Sadly, one cannot help but see in this response some faint echoes of another, disheartening development: to wit, our present tendency to accommodate the thin-skinned and the intolerant and to permit their professed discomfort to interfere with our public debate. As much as it is anything else, liberty is a mindset, and the more reflexively we take seriously the complaints of the terminally silly, the less habitually we should expect to see resolve in the face of bullying. In our schools, in the media, and in all of our political arenas, we have of late become accustomed to kowtowing to hecklers, to fleeing from anything controversial, and to treating the outrage du jour as if it were representative of anything more substantial than rank self-indulgence and the desire to silence dissent. Before a people can be cajoled by the fear of reprisal into canceling a work of art, they must first have been familiarized with the process.

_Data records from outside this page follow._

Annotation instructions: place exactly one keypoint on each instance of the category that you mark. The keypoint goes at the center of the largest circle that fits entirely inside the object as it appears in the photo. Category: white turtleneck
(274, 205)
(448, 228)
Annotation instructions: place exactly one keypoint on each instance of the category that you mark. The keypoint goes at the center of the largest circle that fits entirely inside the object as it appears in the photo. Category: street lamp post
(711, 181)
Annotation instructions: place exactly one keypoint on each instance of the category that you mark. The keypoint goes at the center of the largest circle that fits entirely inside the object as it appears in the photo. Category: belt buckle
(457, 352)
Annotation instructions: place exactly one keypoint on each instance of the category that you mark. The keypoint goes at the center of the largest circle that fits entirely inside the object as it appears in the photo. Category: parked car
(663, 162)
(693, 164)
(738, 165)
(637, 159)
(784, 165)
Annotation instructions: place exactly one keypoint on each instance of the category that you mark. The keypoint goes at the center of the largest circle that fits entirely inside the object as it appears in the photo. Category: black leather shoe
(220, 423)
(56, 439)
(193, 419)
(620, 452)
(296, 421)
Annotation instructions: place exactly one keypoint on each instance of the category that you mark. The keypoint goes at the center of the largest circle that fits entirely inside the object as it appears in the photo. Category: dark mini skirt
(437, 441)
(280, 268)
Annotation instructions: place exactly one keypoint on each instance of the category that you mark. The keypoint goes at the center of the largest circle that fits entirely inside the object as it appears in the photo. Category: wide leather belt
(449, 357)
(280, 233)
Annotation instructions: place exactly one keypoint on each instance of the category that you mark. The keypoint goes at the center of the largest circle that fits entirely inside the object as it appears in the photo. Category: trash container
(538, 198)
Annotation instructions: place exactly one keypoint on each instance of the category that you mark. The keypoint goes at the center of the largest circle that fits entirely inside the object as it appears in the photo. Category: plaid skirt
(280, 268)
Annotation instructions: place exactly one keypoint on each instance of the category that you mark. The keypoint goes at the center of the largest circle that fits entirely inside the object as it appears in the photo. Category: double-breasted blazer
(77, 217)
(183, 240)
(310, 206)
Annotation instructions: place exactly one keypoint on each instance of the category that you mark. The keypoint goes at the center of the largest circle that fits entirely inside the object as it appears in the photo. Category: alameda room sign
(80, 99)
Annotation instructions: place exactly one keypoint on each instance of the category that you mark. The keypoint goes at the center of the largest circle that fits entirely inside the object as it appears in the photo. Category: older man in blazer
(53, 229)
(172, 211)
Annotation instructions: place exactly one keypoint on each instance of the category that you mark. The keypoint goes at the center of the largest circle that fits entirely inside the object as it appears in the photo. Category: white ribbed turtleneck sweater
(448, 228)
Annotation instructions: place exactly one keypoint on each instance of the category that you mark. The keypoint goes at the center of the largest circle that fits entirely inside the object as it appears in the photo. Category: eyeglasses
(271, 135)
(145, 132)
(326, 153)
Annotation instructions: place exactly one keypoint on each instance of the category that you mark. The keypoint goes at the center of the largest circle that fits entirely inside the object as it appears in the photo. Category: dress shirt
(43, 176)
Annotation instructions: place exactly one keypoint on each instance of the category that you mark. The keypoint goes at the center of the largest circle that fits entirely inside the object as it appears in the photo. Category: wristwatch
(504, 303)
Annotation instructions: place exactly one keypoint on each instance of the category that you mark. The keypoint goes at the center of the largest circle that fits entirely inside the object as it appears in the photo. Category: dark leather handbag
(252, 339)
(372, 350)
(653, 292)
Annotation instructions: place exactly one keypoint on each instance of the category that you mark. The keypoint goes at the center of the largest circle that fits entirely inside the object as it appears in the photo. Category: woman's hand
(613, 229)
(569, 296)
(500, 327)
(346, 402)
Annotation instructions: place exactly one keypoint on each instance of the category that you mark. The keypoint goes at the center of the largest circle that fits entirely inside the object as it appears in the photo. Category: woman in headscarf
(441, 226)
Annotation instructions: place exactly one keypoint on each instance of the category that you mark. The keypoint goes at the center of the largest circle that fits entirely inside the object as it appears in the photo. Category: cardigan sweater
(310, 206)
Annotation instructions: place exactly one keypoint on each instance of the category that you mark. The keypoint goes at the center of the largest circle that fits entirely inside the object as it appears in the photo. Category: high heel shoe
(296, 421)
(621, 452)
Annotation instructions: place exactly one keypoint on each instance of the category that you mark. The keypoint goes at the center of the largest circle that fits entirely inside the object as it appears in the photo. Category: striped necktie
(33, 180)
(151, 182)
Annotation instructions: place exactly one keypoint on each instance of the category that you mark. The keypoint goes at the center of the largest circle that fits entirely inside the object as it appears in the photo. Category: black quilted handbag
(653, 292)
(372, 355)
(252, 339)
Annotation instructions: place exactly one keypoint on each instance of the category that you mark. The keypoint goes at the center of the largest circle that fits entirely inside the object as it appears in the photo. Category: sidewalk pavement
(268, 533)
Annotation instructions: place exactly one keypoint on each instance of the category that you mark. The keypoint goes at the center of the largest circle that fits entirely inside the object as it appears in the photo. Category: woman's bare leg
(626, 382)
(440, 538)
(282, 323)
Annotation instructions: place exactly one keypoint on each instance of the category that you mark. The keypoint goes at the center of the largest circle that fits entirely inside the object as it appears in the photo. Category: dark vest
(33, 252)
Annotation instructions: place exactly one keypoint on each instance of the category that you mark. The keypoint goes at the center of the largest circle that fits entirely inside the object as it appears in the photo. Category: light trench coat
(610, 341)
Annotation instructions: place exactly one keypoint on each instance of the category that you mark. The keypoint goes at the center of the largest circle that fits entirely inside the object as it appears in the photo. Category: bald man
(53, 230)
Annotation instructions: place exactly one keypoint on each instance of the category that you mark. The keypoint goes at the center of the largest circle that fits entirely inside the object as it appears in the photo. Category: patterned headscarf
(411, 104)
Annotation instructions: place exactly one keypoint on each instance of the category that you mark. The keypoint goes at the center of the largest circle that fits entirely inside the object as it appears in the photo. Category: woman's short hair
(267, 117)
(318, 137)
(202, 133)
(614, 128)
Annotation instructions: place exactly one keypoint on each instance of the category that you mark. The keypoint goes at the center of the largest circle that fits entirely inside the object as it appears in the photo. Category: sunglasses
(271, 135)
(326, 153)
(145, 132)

Well, we are now well and truly familiarized. We are now fluent in the language of abatement and apology, and we have our “this event has been called off” letters primed and ready for almost any occasion. If today you are embarrassed by Hollywood’s ludicrous pusillanimity, perhaps take a moment to wonder how it was that we got here in the first place, for it seems clear now that these cancellations are not a fluke or an anomaly, but instead the wages of appeasement and under-confidence. Will this be the humiliation that finally wake us up? Unlikely, I’m afraid.